The phone call came into the library early Saturday morning. The man on the other end was clearly agitated.
“Do you guys have any Doctor Zeus books there at the library?”
“Yes, we do,” I said. “Is there a particular one you would like?”
“I want ‘em all to read ’em to my grandchildren before they go away.”
“The library is not removing books by Dr. Seuss. I assume you are referring to the recent announcement that the estate of Dr. Seuss—”
“They said he’s been cancelled. I want my grandkids to be able to read his books.”
“There are just six books—”
“They said it was all of ‘em, and that the books are going to get thrown away or burned.”
“Who said that?”
“They said it on the news, they’ve been saying it all week. Tucker Carlson said it. They said the Left is trying to cancel Zeus for no reason.”
“The estate of Dr. Seuss said it is not going to publish six of his books any longer, that doesn’t mean the books are going away. Would you like to request any of the books that they are not going to publish anymore?”
“I want to get The Cat in the Hat and Green Eggs and Ham. Obama read that book and nobody said anything about it then.”
“Neither of those two books are among the ones that were named as containing offensive—”
He interrupted again.

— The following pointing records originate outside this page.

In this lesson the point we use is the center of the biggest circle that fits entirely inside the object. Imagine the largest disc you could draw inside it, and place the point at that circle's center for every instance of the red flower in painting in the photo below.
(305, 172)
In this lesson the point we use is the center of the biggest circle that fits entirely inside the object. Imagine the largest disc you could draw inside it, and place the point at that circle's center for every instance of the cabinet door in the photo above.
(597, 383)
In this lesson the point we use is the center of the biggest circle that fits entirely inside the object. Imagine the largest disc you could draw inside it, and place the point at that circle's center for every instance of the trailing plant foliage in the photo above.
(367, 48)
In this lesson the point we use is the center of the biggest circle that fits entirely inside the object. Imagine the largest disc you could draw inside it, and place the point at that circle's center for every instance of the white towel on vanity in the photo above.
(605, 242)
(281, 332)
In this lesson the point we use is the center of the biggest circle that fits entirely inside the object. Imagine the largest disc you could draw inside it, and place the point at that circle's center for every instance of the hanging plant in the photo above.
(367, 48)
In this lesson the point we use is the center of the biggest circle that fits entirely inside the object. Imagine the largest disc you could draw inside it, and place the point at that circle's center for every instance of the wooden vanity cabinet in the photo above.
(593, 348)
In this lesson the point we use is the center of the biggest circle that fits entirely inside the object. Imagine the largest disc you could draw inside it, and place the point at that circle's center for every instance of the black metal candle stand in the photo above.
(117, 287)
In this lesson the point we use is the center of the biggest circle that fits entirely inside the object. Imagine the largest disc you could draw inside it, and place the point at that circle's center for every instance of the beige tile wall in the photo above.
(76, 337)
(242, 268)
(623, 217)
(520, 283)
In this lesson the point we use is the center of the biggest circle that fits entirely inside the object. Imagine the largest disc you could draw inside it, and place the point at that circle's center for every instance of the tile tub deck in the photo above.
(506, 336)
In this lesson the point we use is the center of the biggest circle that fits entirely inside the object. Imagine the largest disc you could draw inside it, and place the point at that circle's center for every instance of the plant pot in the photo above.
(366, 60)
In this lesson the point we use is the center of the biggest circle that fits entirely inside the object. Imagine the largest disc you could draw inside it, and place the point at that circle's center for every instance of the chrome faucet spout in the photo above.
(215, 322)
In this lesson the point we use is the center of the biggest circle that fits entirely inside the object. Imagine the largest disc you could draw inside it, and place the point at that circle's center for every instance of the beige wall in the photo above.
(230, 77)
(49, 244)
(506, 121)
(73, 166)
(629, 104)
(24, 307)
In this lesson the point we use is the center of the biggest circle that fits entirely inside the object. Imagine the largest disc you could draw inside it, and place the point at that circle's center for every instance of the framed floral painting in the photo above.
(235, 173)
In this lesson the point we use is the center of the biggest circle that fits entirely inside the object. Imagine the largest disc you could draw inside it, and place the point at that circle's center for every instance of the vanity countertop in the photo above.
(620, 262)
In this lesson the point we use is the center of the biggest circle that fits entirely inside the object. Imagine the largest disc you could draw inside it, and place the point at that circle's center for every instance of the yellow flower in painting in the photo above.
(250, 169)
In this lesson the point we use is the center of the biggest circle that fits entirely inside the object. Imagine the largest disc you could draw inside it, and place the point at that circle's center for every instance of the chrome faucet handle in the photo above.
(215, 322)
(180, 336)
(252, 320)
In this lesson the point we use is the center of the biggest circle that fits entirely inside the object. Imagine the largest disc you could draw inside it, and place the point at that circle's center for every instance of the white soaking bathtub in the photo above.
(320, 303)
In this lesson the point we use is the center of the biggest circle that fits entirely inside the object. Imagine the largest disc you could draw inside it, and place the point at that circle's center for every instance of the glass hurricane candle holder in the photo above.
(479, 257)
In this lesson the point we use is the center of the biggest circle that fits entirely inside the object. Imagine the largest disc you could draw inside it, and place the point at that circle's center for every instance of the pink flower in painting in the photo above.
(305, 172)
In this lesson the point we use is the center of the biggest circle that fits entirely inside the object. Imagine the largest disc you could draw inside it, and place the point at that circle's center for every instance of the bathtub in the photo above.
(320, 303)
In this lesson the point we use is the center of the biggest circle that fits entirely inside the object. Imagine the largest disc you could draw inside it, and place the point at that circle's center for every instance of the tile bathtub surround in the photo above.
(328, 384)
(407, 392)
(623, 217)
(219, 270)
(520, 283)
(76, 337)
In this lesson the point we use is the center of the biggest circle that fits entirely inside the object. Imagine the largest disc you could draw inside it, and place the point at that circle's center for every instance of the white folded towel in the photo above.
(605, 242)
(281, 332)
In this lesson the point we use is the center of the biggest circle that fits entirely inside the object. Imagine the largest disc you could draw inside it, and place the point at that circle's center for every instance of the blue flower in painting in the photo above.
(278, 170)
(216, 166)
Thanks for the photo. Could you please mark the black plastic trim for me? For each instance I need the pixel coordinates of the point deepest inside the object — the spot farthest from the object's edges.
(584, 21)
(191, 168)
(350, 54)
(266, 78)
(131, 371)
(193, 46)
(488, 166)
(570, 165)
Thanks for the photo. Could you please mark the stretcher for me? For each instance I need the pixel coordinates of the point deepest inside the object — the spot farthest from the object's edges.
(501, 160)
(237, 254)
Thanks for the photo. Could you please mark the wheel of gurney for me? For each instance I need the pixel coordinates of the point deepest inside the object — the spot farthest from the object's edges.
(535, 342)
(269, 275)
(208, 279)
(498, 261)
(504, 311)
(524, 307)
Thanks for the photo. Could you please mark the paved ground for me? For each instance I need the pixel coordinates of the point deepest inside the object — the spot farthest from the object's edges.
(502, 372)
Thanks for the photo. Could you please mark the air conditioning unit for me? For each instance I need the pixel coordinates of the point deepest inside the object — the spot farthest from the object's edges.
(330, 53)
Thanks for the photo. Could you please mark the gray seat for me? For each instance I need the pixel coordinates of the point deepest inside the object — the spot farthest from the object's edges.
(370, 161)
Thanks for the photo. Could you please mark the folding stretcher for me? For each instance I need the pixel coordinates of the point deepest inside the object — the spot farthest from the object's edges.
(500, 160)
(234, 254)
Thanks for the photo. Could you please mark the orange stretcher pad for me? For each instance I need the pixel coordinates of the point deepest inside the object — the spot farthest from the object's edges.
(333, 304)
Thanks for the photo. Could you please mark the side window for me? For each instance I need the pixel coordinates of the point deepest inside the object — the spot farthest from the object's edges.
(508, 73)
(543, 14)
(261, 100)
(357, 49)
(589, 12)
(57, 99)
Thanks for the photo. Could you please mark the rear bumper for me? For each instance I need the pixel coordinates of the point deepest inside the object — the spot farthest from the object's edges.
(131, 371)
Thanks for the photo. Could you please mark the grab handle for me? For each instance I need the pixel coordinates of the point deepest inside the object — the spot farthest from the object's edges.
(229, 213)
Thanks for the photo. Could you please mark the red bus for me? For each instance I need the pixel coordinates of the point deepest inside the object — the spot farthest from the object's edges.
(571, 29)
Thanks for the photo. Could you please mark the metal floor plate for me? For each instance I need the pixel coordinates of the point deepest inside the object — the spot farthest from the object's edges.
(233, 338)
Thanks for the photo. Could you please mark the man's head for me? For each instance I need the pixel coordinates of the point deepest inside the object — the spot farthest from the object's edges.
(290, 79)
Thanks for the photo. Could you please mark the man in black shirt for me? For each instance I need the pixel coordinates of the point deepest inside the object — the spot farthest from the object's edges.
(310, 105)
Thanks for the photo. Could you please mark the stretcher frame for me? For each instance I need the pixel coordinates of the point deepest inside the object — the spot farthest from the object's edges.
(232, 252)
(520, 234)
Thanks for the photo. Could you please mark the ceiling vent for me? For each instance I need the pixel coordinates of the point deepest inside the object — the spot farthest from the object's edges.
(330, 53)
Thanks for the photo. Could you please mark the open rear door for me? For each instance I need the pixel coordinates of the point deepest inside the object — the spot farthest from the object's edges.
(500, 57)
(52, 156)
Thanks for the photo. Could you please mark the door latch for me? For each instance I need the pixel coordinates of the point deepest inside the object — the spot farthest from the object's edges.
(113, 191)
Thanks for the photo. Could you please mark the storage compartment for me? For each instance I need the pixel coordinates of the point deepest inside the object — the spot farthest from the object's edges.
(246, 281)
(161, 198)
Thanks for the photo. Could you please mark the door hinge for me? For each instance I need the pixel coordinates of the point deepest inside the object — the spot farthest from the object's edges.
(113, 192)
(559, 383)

We went round and round like that. In the end, I asked him if he would like me to request the books in question for him to borrow. I explained that our library system only had five of the six but I would be glad to put those five on hold for him.
“You got rid of it already? See, that’s why I’m calling!”
“No,” I said, “The book that’s no longer in the system, The Cat’s Quizzer, wasn’t being checked out and, eventually, it was removed from the collection.”
“You are Nazi book burners, I tell ya!”
“I’m sorry you feel that way. Culling the collection is a natural and necessary part of our job.”
“Cancel culture is part of your job? Cancelling Doctor Zeus? C’mon!”
I asked if he had seen the books that the Seuss estate was no longer going to publish, or if he had seen the images they deemed offensive.
“No, they didn’t show them on TV,” the man said.
The books in question—And to Think That I Saw It on Mulberry Street, If I Ran the Zoo, McElligot’s Pool, Scrambled Eggs Super!, On Beyond Zebra and The Cat’s Quizzer—are not ones for which Theodor Geisel (aka Dr. Seuss) is especially known. They each contain drawings that are racist and offensive. So offensive, in fact, that FOX News, which is trying mightily to present itself as the aggrieved opposition and featured stories about Dr. Seuss all last week, had the good sense to not actually show them on television.
Not that this matters a smidge, but the books the Seuss Foundation has ceased printing are not big sellers at bookstores and they aren’t popular at libraries, either. Of the six of them, the one with the most circulations at the library where I work, Mulberry Street (Seuss’s first published picture book) doesn’t have a quarter as many circulations as, say Fox in Sox, The Cat in the Hat, How the Grinch Stole Christmas! or Green Eggs and Ham. The fact is, Seuss did a lot to promote literacy using fun, engaging books with whimsical creations, as opposed to the bland reading fare that kids typically got in the 50s and 60s, such as Dick and Jane. But he isn’t the only one. And now there are countless books published that are fun and engaging and whimsical, and many (though not enough) feature characters that look like real people from many cultures rather than racist, stereotypical depictions. So, no, I don’t care much about the fate of these books.
After the interaction, the man’s phrase resounds in my head: “I want ‘em all to read ’em to my grandchildren before they go away.” To me that phrase–“before they go away”–sounds rather emblematic of the death throes of white supremacy.
As it turns out, the man hadn’t been in the library in a long time, and he’ll have to first get a library card before he can borrow any titles by Doctor “Zeus.”